Sinds 1986 zet de 'Stichting Museum en Documentatiecentrum Geestelijke Gezondheidszorg' zich in voor het behoud, de ontsluiting en de presentatie van het historisch bezit van de geestelijke gezondheidszorg in Nederland. Acht jaar later staan er in een kamertje in het gebouw van het Nederlands centrum Geestelijke volksgezondheid (NcGv) drie archiefkasten vol oude foto's en is een kleine ruimte in de kelder tot de nok gevuld met vakliteratuur en tijdschriften. Ruim een eeuw geschiedenis is samengeperst op dertig vierkante meter. Want voor een eigen pand is geen geld.

Het draagbaar museum

De historicus drs. Joost Vijselaar (37), secretaris van de stichting, beheert het archief. Hij trekt een la open en diept drie foto' s op uit het begin van deze eeuw. Twee verpleegsters zijn op de psychiatrische afdeling van het Wilhelmina Gasthuis in Amsterdam bezig met een patiënte. Met vermoeide gezichten kijken ze naar de fotograaf. Vijselaar praat zachtjes, alsof hij ze niet wil storen bij hun werk: "Er is een ware goudmijn aan dit soort materiaal bewaard gebleven. In privé-collecties, maar ook in bibliotheken van klinieken. Dat mag gewoon niet verloren gaan. Het oorspronkelijke plan was om een museum in te richten in het oudste gedeelte van het Willem Arntszhuis in Utrecht. Maar dat bleek volgens stichtingsvoorzitter prof.dr. H. Smits een onhaalbare kaart. Het geld was niet de enige hindernis. De stichting ontdekte dat lang niet alle klinieken hun historisch archief beschikbaar wilden stellen.

Toch was de geringe animo volgens Joost Vijselaar geen reden om de doelstelling van de stichting aan te passen.
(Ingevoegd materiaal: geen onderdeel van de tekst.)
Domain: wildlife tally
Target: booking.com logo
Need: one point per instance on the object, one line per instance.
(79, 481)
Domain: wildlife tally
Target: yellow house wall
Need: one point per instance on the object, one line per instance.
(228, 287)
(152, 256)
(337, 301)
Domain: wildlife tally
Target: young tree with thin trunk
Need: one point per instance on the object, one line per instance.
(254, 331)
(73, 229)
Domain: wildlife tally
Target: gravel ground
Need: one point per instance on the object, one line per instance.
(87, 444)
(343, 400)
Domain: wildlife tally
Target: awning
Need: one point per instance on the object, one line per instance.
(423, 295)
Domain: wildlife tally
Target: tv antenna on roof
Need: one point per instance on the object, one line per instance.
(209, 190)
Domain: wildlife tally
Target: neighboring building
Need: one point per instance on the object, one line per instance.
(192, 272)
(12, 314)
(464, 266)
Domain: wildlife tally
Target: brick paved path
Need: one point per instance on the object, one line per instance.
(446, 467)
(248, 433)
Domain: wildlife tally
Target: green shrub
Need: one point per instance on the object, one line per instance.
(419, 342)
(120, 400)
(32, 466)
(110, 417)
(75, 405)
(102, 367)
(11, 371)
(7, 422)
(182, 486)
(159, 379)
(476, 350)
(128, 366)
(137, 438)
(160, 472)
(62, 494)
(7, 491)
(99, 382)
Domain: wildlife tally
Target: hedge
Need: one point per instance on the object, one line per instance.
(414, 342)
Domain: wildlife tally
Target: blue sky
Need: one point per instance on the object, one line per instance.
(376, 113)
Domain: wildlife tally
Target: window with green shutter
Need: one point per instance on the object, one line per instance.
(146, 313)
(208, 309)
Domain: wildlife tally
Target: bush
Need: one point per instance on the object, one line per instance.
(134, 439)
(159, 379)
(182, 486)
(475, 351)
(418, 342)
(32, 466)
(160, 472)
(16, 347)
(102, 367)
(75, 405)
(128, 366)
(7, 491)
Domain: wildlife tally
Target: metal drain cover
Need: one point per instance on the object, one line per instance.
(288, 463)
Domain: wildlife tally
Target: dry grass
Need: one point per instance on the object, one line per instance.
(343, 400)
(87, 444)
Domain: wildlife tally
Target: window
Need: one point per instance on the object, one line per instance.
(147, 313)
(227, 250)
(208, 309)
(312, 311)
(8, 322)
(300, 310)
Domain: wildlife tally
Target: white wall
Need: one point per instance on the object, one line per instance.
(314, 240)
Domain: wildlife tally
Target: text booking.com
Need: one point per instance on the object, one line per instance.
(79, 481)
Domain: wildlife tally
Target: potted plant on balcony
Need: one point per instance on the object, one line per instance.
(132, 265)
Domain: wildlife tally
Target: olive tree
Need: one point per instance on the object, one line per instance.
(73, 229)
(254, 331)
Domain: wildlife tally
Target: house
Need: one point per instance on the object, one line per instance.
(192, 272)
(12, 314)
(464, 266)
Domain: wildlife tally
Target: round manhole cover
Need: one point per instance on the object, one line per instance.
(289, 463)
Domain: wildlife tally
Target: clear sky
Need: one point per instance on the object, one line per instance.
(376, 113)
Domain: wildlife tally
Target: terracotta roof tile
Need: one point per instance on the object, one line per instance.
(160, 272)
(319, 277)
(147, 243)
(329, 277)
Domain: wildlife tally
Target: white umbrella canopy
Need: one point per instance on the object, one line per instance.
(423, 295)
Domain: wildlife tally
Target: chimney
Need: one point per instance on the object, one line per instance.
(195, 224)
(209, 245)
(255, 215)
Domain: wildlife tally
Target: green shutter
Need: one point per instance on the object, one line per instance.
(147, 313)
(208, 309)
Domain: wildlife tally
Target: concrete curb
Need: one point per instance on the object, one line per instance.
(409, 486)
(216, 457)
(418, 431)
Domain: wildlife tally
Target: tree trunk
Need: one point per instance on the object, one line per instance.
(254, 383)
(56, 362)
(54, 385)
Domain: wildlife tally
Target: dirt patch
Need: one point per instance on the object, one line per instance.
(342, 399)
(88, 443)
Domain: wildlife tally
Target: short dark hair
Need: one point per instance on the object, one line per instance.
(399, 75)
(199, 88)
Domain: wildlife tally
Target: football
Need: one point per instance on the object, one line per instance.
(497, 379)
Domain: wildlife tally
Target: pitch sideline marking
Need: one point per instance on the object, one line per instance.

Want het veranderde niets aan het belang van het werk. "Juist het historisch materiaal brengt de geschiedenis tot leven. Een centraal informatiepunt kan die bron ontsluiten." Het behoud van het historisch erfgoed van de psychiatrie is wat hem betreft overigens niet alleen zinvol voor historici. Gepassioneerd: "De manier waarop met geestesziekten wordt omgegaan zegt veel over de normen en waarden van een samenleving. Ik vind het fascinerend om te zien hoe het denken over de mens is veranderd. Het is een cliché, maar er valt heel wat te leren van de fouten die in het verleden gemaakt zijn."

Vijselaar raakte al vroeg geboeid door de psychiatrie. Wat hem betreft is dat overigens nog zwak uitgedrukt: "Noem het maar gerust een fascinatie voor normafwijkend gedrag. Waar ligt de grens, en wie bepaalt dat?" Die vraag heeft zijn loopbaan van het begin af aan richting gegeven. Hij begon als secretaris van de Commissie Geschiedenis Psychiatrie en belandde in 1980 als historicus bij het NcGv, dat de geschiedenis van de geestelijke gezondheidszorg in kaart wilde brengen. Daarnaast is hij op dit moment als toegevoegd docent aan de Universiteit van Utrecht bezig met een doctoraalwerkgroep over het Willem Arntszhuis in de 19e eeuw.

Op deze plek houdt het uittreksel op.